Two Latino Scholars were also honored: Teófilo Ruiz and Ramón Saldívar.
Ruiz, 69, who teaches at the University of California at Los Angeles, has published over 13 books and 60 articles on medieval Spain. Ruiz had a special message for the Latino community: "We have to study, care about the humanities and sciences, and demostrate that this country belongs to us as well," she told The Associated Press by phone.
Another honoree was Ramón Saldívar, a professor of literature at Stanford University. Saldívar's monographs on Chicano literature were described by the White House as "audacious explorations."
Before awarding the medals, Obama said the arts have the power to bring together people of different backgrounds and beliefs. And he urged the honorees to help mentor a new generation of artists and scholars, saying their role in the nation's future would be equally as important as the next generation of engineers and scientists.
"The arts and humanities do not just reflect America, they shape America," Obama said. "As long as I'm president, I look forward to making sure they are a priority for this country."

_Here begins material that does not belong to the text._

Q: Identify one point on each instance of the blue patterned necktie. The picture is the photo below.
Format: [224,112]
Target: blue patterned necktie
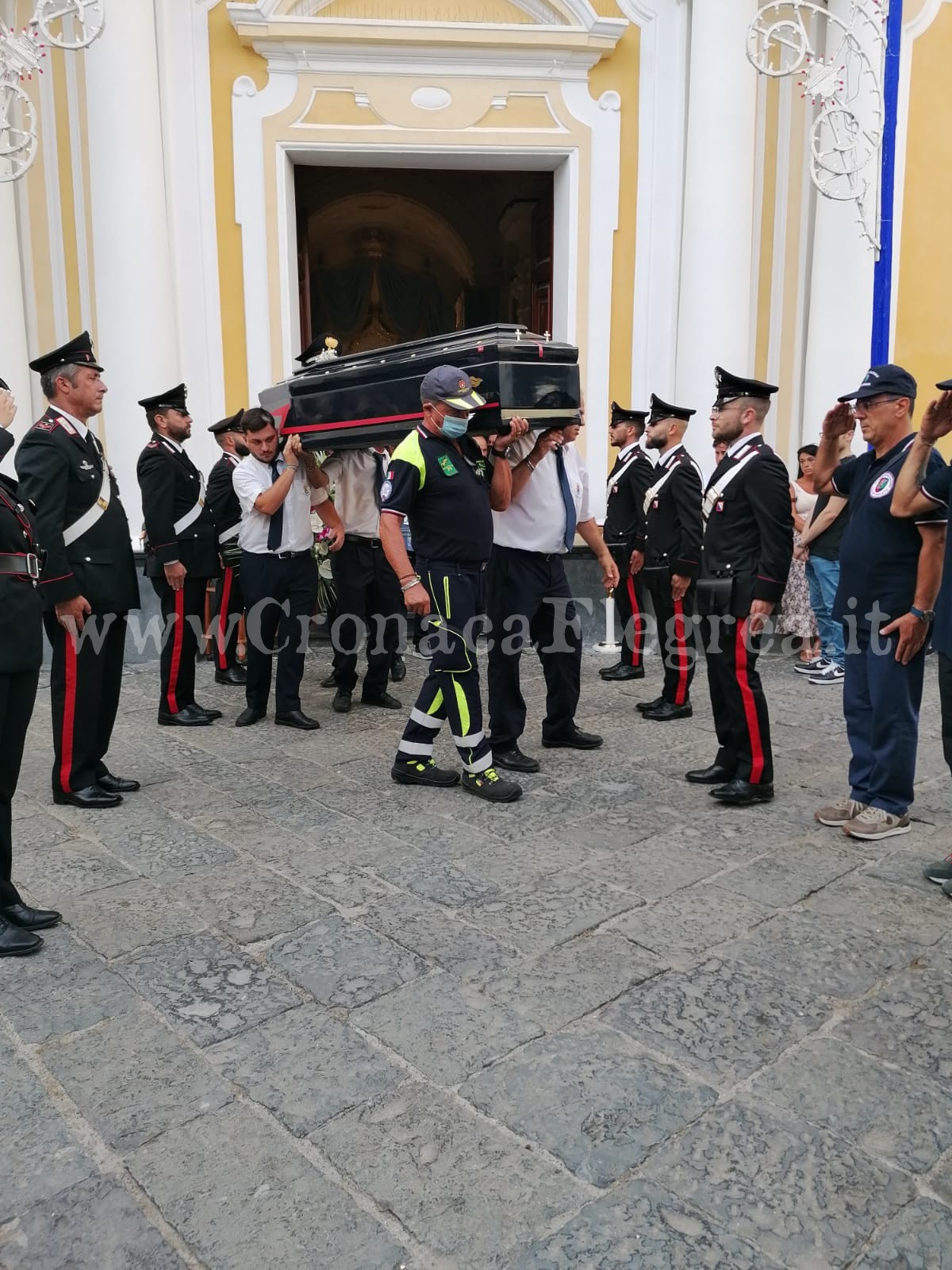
[276,526]
[570,514]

Others receiving arts medals:
— Will Barnet, painter, printmaker and teacher.
— Emily Rauh Pulitzer, curator, art collector and philanthropist.
— Martin Puryear, sculptor.
— Mel Tillis, singer-songwriter.
— André Watts, pianist and teacher.
Receiving medals for the humanities:
— Kwame Anthony Appiah, philosopher and novelist.
— John Ashbery, poet.
— Robert Darnton, author and librarian.
— Andrew Delbanco, social critic and professor.
— National History Day, program that celebrates history.
— Charles Rosen, pianist and author.
— Amartya Sen, economist.
This report is based on The Associated Press.